Do Mail and Internet Surveys Produce Different Item Nonresponse Rates? An Experiment Using Random Mode Assignment

Morgan Millar; Don Dillman

doi:10.29115/SP-2012-0011

A significant limitation of most data quality comparisons between Web and mail survey responses is that the individuals who choose to respond to one survey mode have different characteristics than those who select the alternative mode. As suggested by other papers in this issue of Survey Practice, such differences in, for example, Internet access, education, and income, may contribute to mode differences in item nonresponse. This makes it difficult to isolate how mode itself affects this aspect of survey quality.

The surveys of undergraduate students analyzed herein differ from general public surveys in this regard, inasmuch as all students in this fairly homogenous (for education and age) population have Internet access and are accessible by both postal mail and e-mail. Since college students are relatively highly Internet-literate and course work requires nearly daily use of the Internet, it is possible to randomly assign students to Web-only and mail-only treatment groups. In this paper, we determine if mail and Web item nonresponse rates are similar when randomly assigning individuals to a response mode. Additionally, we examine patterns of item nonresponse for different types of question formats.

Data and Methods

We examined results from two surveys of randomly selected undergraduate students at Washington State University (WSU). The surveys were conducted in the spring and fall of 2009, respectively. The first study focused on students’ general satisfaction with WSU and their educational experiences. The second study primarily asked about the effects of the economic downturn and university budget cuts. The spring questionnaire contained 36 numbered questions requesting as many as 100 responses (depending upon skips), and the fall questionnaire contained 33 numbered questions requesting up to 74 responses.

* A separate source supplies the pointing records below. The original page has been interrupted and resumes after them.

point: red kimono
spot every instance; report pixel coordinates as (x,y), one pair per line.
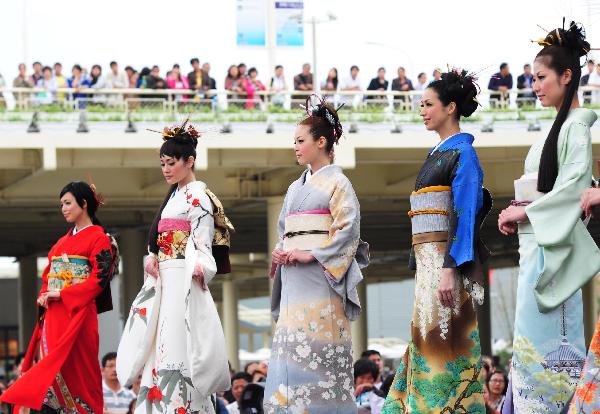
(67,377)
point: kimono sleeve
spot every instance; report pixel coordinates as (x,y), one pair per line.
(337,253)
(563,200)
(202,222)
(101,261)
(467,199)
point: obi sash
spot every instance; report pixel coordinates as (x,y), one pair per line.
(526,190)
(307,230)
(66,271)
(172,239)
(429,213)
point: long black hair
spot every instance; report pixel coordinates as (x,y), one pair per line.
(83,194)
(460,87)
(562,51)
(179,143)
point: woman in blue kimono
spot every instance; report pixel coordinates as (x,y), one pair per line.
(441,369)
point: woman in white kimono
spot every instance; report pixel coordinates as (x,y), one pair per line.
(557,254)
(173,335)
(316,268)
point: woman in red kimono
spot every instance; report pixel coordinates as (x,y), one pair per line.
(67,377)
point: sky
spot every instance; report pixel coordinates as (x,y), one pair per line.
(419,35)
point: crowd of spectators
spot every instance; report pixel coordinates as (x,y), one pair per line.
(372,382)
(244,84)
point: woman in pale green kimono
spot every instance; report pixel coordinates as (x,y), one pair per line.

The paper and Web questionnaires were created using a unified mode design to standardize the visual appearance and reduce the potential for mode differences (Dillman, Smyth, and Christian 2009). Both studies used multiple experimental treatment groups to compare the effects of mode and implementation strategies on response rates (the experimental designs were detailed in Millar and Dillman 2011). Table 1 displays the response rates for each treatment, as well as the number of responses used in the following analyses from each treatment.

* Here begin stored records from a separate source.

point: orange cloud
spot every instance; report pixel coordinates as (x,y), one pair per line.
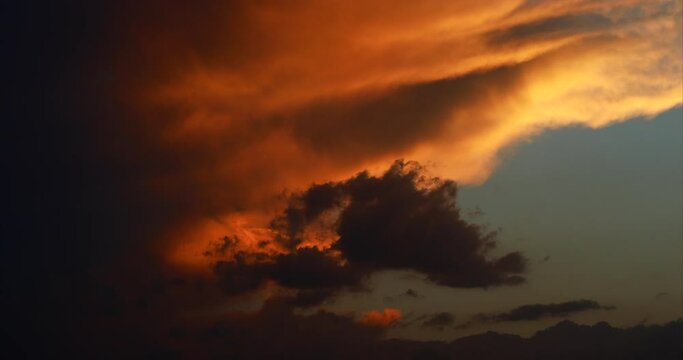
(231,103)
(383,318)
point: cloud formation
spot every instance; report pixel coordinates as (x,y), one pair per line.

Table 1 Unit Response Rates and Number of Cases Used in these Analyses, by Treatment Group for Each Study.^a

	Total unit response rate^c	Cases used in this study^d
Spring 2009 treatments (sample size)^b
Mail response (681)	53.2	351
Web response 1 (676)	50.2	281
Web response 2 (678)	64.5	387
Sum of web responses		668
Fall 2009 treatments (sample size)
Mail response (683)	43.9	299
Web response 1 (487)	42.5	194
Web response 2 (589)	38.2	209
Web response 3 (586)	21.2	115
Web response 4 (669)	20.5	126
Sum of web responses		644

^a Both surveys included additional treatments which offered a choice of mail or web response. These treatments are not used in this study because they did not randomly assign a response mode. Each survey included multiple web response treatment groups which varied in implementation strategies, such as mode of correspondence and inclusion of token cash incentives. This explains the variation in response rates across web treatments. When using similar implementation strategies, the mail and web treatments obtained similar response rates.

^b Undeliverables are subtracted out of sample sizes.

^c Response rate= (number completed + number partial completes/ sample size). This corresponds to AAPOR RR6.

^d For the first study, in the final set of correspondences we offered nonrespondents the opportunity to respond via the alternate mode of that which they were originally offered. These “mode switch” respondents are not included in this study. Also, for purposes of these analyses, we excluded web “drop-off” respondents, or partial completes. However, both of these types of responses are included in the calculation of the unit response rates.

We limited the following analyses to responses resulting from the random assignment to a response mode. Those respondents who were offered a choice of response mode were excluded. We also excluded Web break-off respondents (there were no comparable mail break-offs). We did not include responses such as “don’t know” and “not sure” in the counts of item nonresponse. We calculated the percent of missing responses for each respondent, and then calculated an average, composite rate of missing responses by mode of response for each study. We used z tests for differences in proportions to determine if there are any statistically significant differences in the rates of item nonresponse across modes.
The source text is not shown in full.